Ein Distributor von Video-Spielen in Thailand hat den Vertrieb von „Grand Theft Auto: IV“ (GTA4) eingestellt. Zuvor hatte ein Jugendlicher einen Raub und einen Mord begangen und sich dabei offenbar an dem Spiel orientiert.

Die Polizei nahm den 18-jährigen Schüler fest, nachdem dieser ein Taxi stehlen wollte und dabei den sich wehrenden 54-jährigen Fahrer umbrachte. Gegenüber der Polizei gab der Täter an, dass er prüfen wollte, ob sich in der Realität ebenso leicht ein Fahrzeug entwenden lässt, wie in dem Computerspiel.
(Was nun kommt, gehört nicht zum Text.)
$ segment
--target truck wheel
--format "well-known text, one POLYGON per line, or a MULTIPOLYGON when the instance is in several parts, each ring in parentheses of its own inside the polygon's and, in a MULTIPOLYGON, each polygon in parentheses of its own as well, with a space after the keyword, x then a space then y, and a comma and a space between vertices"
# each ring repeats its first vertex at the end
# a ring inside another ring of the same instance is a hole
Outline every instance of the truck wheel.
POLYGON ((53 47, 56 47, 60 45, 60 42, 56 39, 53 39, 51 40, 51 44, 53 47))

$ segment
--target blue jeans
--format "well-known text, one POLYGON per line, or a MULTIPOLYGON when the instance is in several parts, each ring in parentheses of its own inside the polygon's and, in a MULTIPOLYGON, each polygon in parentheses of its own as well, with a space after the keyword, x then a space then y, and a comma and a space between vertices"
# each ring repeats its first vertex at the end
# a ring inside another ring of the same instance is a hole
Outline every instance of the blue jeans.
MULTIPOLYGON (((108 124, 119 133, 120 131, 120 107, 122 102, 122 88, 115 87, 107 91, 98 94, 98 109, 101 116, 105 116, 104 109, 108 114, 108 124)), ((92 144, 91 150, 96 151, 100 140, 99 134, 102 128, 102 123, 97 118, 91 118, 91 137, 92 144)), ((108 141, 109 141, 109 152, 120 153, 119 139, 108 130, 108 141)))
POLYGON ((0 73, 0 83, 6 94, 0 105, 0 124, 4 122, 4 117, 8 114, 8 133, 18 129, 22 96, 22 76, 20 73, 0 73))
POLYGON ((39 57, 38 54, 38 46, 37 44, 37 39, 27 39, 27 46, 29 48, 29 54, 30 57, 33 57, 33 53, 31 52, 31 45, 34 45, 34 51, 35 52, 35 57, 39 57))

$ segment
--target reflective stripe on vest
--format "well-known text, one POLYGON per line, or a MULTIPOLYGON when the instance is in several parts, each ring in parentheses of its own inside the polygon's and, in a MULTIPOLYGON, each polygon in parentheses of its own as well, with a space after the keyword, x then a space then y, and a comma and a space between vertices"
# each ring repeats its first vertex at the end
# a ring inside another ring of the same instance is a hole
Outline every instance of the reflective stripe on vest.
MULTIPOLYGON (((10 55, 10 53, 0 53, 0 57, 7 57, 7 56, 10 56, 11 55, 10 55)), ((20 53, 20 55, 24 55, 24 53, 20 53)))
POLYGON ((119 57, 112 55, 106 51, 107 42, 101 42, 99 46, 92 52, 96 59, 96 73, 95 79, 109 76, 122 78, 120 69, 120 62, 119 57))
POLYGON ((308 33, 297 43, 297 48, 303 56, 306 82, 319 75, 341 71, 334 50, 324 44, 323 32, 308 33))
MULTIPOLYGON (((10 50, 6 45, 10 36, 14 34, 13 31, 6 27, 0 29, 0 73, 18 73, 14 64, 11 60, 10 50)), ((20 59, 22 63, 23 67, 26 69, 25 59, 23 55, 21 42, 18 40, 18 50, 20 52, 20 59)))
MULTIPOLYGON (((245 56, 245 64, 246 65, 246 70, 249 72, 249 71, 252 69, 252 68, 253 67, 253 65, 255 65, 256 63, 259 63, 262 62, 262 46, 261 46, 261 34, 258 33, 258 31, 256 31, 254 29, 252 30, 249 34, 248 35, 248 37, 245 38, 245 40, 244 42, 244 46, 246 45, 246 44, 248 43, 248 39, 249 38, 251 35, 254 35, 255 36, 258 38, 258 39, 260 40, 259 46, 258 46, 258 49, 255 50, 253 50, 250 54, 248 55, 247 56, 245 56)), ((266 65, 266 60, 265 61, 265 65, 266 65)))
Der Distributor New Era Interactive (NEI) stoppte daraufhin vorerst die Auslieferung von GTA4. Seine Partner im Einzelhandel forderte das Unternehmen auf, die Produkte ebenfalls aus den Regalen zu nehmen.

Zuvor hatten die Behörden den Vorfall bereits zum Anlass genommen, Stimmung gegen Spiele mit Gewaltdarstellungen zu machen. „Diese Zeitbombe ist hochgegangen und es kann noch schlimmer werden“, sagte Ladda Thangsupachai, Direktor des Zentrums für Kulturaufsicht.

Auch in den USA hatte es bereits einen ähnlichen Zwischenfall gegeben. Fünf Jugendliche nahmen sich im Juni den GTA4-Charakter Niko Bellic zum Vorbild, schlugen einen Mann nieder, entwendeten sein Auto und zerstörten dieses anschließend.